The return value from write gets treated like a boolean. So 0 and 1 are the only options there. Otherwise the buffer version of write is just adding up the return values from all the individual calls to the single byte version.

Delta_G:
It could work that way. And it might be cool if it did. BUT :frowning:

oops. Totally forgot that Wire buffers everthing in write() and then does a blocking transmit in endTransmission()

And just for completeness since Serial was the actual topic in the OP...

But we don't really know what board/core is being used.
Boards like the Leonardo or Teensy don't use HardwareSerial for the Serial object as the serial interface uses USB.

If using Leonardo, write() can fail. It uses the USB CDC code which is much more complex than a simple uart.
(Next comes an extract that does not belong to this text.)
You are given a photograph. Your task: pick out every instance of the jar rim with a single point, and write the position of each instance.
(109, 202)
size_t Serial_::write(const uint8_t *buffer, size_t size)
{
        /* only try to send bytes if the high-level CDC connection itself
         is open (not just the pipe) - the OS should set lineState when the port
         is opened and clear lineState when the port is closed.
         bytes sent before the user opens the connection or after
         the connection is closed are lost - just like with a UART. */

        // TODO - ZE - check behavior on different OSes and test what happens if an
        // open connection isn't broken cleanly (cable is yanked out, host dies
        // or locks up, or host virtual serial port hangs)
        if (_usbLineInfo.lineState > 0) {
                int r = USB_Send(CDC_TX,buffer,size);
                if (r > 0) {
                        return r;
                } else {
                        setWriteError();
                        return 0;
                }
        }
        setWriteError();
        return 0;
}

The behavior of the Serial object write() code can vary depending on what hardware is being used for the Serial object which depends on the Arduino board being used.